Here are four ideas on how to shorten the term
of your mortgage and save money:
1. 1. Refinance with a
shorter-term mortgage.
You can refinance your 30
year mortgage to a 15-year loan. For
example, a 30-year fixed-rate
mortgage for $200,000 at 4.5%, refinanced into a
15-year loan at 4% five years later, pays off
the mortgage 10 years earlier and saves more than $60,000 (less
the closing costs on the refi). Shorter-term mortgages often carry
interest rates lower than their 30-year counterparts. Remember, even though you will have a lower
interest rate, the quicker payoff means higher monthly payments.
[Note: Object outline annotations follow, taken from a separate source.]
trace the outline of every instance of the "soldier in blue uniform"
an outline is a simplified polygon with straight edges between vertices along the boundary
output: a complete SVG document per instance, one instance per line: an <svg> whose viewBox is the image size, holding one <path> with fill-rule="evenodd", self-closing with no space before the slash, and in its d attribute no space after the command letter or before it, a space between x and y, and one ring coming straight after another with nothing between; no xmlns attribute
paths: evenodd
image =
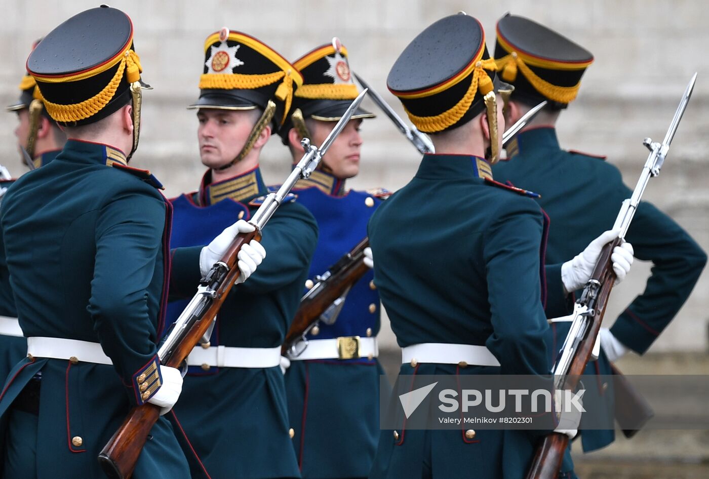
<svg viewBox="0 0 709 479"><path fill-rule="evenodd" d="M297 162L303 153L301 140L321 145L358 91L347 50L337 38L294 65L303 74L303 84L296 91L290 120L280 134ZM306 291L317 275L367 236L367 223L386 194L345 188L345 181L359 171L362 119L374 116L361 108L355 111L318 169L296 185L298 202L313 213L320 230ZM365 478L372 466L379 432L379 375L384 374L376 359L380 306L373 279L370 271L355 283L335 322L316 325L307 337L307 347L290 358L288 408L298 466L307 479ZM356 343L356 356L338 348L342 342Z"/></svg>
<svg viewBox="0 0 709 479"><path fill-rule="evenodd" d="M223 28L207 38L204 52L201 94L189 108L196 110L200 157L208 169L197 191L172 201L174 246L203 244L237 218L251 218L267 193L261 150L302 83L293 65L245 33ZM258 274L232 291L210 342L188 359L189 373L171 419L193 478L299 476L280 349L308 277L318 227L293 199L264 228L269 255ZM177 276L182 279L171 283L171 294L195 291L199 276ZM184 305L170 305L169 320Z"/></svg>
<svg viewBox="0 0 709 479"><path fill-rule="evenodd" d="M98 453L130 408L150 402L164 414L179 395L180 372L157 356L169 208L157 180L127 164L143 84L133 40L128 16L104 6L60 25L28 60L69 140L51 163L18 179L0 208L28 351L0 392L3 477L101 477ZM176 250L174 266L199 271L201 257L225 249L213 242ZM242 269L240 281L254 269ZM133 477L189 475L161 417Z"/></svg>
<svg viewBox="0 0 709 479"><path fill-rule="evenodd" d="M557 262L610 227L622 201L632 193L618 168L605 162L604 157L562 150L557 138L559 113L576 98L581 77L593 57L551 29L511 15L498 22L495 57L503 79L515 86L506 120L516 121L531 106L542 100L548 102L509 146L508 160L496 165L493 171L501 181L509 180L541 194L537 202L551 219L547 261ZM598 361L589 363L587 374L611 374L610 362L627 351L644 353L681 308L706 262L706 254L689 235L647 201L638 208L626 238L632 243L636 257L652 261L652 275L645 291L610 329L601 329L603 352ZM569 323L554 322L547 334L552 362L568 330ZM587 386L596 383L585 382ZM598 385L598 394L611 409L613 384ZM612 430L581 434L586 451L603 447L613 439ZM567 454L560 477L574 477L572 470Z"/></svg>
<svg viewBox="0 0 709 479"><path fill-rule="evenodd" d="M37 43L38 40L33 45L33 49ZM67 136L47 113L42 101L34 98L35 92L38 94L39 90L35 79L29 73L23 77L20 91L17 102L8 106L7 110L17 113L15 136L18 150L25 148L33 159L33 166L38 168L54 159L64 147ZM25 155L21 150L19 152L22 164L26 167ZM0 198L14 182L14 179L0 178ZM27 341L23 337L22 329L17 322L15 298L10 287L5 249L2 247L2 232L0 231L0 378L4 381L12 367L26 354ZM3 438L0 437L0 450L4 449L2 441Z"/></svg>
<svg viewBox="0 0 709 479"><path fill-rule="evenodd" d="M419 34L387 79L437 152L368 227L374 282L403 348L401 374L548 373L543 286L551 299L590 276L576 262L579 276L563 288L563 266L542 281L544 221L527 197L534 195L492 179L505 125L495 70L479 22L461 13ZM584 250L591 264L609 235ZM613 254L623 277L629 254ZM518 479L542 432L382 431L370 478Z"/></svg>

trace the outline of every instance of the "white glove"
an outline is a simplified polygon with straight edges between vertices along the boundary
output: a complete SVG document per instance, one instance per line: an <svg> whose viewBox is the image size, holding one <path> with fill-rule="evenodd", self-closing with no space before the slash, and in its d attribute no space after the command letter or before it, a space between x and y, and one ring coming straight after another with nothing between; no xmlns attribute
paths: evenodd
<svg viewBox="0 0 709 479"><path fill-rule="evenodd" d="M177 402L179 393L182 392L182 375L177 368L161 365L160 376L162 376L162 385L147 402L160 406L162 416L169 412Z"/></svg>
<svg viewBox="0 0 709 479"><path fill-rule="evenodd" d="M236 257L239 259L239 270L241 273L234 284L240 284L254 274L256 268L266 257L266 250L261 246L261 243L255 240L252 240L248 244L244 244L241 247Z"/></svg>
<svg viewBox="0 0 709 479"><path fill-rule="evenodd" d="M372 248L367 247L364 248L364 264L369 269L374 269L374 258L372 256Z"/></svg>
<svg viewBox="0 0 709 479"><path fill-rule="evenodd" d="M630 349L625 344L618 341L618 338L613 336L610 329L607 327L601 328L601 347L605 351L605 356L608 361L615 362L625 356Z"/></svg>
<svg viewBox="0 0 709 479"><path fill-rule="evenodd" d="M289 359L288 358L286 358L285 356L281 356L281 372L283 373L284 374L285 374L286 371L290 367L291 367L291 360Z"/></svg>
<svg viewBox="0 0 709 479"><path fill-rule="evenodd" d="M212 242L207 246L202 248L199 254L199 271L202 276L205 276L209 272L214 264L221 259L226 250L239 233L250 233L256 229L253 225L248 223L243 220L239 220L231 226L224 229L224 231L219 233L217 237L212 240ZM257 246L255 246L255 243ZM250 246L251 249L246 247ZM246 251L245 252L245 248ZM255 250L255 252L254 252ZM242 254L242 252L243 254ZM266 256L266 252L263 247L258 244L258 242L252 240L248 244L244 244L241 250L237 255L238 259L239 269L241 274L236 280L236 283L243 283L247 278L256 271L256 266L261 264ZM242 268L243 264L244 268ZM242 276L244 276L242 278Z"/></svg>
<svg viewBox="0 0 709 479"><path fill-rule="evenodd" d="M575 291L582 288L591 278L596 261L601 256L601 250L606 244L618 237L619 230L609 230L588 244L586 249L577 254L573 259L562 265L562 282L566 293ZM625 278L632 264L632 245L625 241L621 246L615 247L610 255L613 262L618 284Z"/></svg>
<svg viewBox="0 0 709 479"><path fill-rule="evenodd" d="M566 395L563 392L559 396L554 395L554 402L557 405L557 410L562 412L559 417L559 424L557 424L557 429L554 429L554 432L566 434L569 439L573 439L579 433L579 424L581 424L582 412L578 410L574 404L569 405L569 410L566 411L566 405L564 400L565 397ZM583 407L583 398L579 398L576 401Z"/></svg>

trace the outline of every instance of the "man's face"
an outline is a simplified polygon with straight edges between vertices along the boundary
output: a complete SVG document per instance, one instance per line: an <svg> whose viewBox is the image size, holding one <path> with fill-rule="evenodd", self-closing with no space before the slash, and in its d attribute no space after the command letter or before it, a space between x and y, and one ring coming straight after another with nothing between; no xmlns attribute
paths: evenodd
<svg viewBox="0 0 709 479"><path fill-rule="evenodd" d="M233 160L255 124L251 110L200 108L197 119L199 156L209 168L218 168Z"/></svg>
<svg viewBox="0 0 709 479"><path fill-rule="evenodd" d="M27 147L27 137L30 134L30 114L27 108L17 111L18 124L15 128L15 136L17 137L17 145L23 148Z"/></svg>
<svg viewBox="0 0 709 479"><path fill-rule="evenodd" d="M337 122L320 121L311 122L313 126L313 144L320 145L335 128ZM347 179L356 176L359 172L359 150L362 148L362 137L359 136L359 128L362 125L362 118L350 120L345 129L335 139L323 157L323 162L332 170L333 174L340 179Z"/></svg>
So it’s important to be sure the higher
payment works for you.
2.Pay a little more each month.
Just
add an extra amount to you regular monthly payment of divide your monthly payment
by 12 months and add that amount to your monthly payment for a year. By doing this you will make the equivalent of 13
payments in 12 months. Be sure you
indicate that the extra amount is for principal and check that it has been
properly applied on your next month’s statement.
3. Make an extra mortgage payment every year.
Instead of paying a little more each month, make one extra monthly payment each year. One way to do this is to save 1/12 of a payment every month, and then make an extra payment after every 12 months. This gives you the flexibility to use the extra savings for something else if a more pressing expense arises. If you do this every year, on a 30-year mortgage for $200,000 at 4.5% you would save more than $27,000 in interest, and you would pay off the mortgage four years and three months earlier.
4. Throw ‘found’ money at the mortgage.
Bonuses, tax refunds, gifts, any unexpected windfall, can be used to pay down principal and reduce the term and interest of the original loan. An extra $10,000 lump-sum payment on our
30-year, fixed-rate mortgage for $200,000 at 4.5% after 5 years, pays off the mortgage two
years and four months earlier, and saves more than $19,000 in interest.
Bonuses, tax refunds, gifts, any unexpected windfall, can be used to pay down principal and reduce the term and interest of the original loan. An extra $10,000 lump-sum payment on our
30-year, fixed-rate mortgage for $200,000 at 4.5% after 5 years, pays off the mortgage two
years and four months earlier, and saves more than $19,000 in interest.
Even
if you end up selling your home before you pay off your mortgage, you will have
more equity in your home and saved mortgage interest. It’s a strategy worth considering.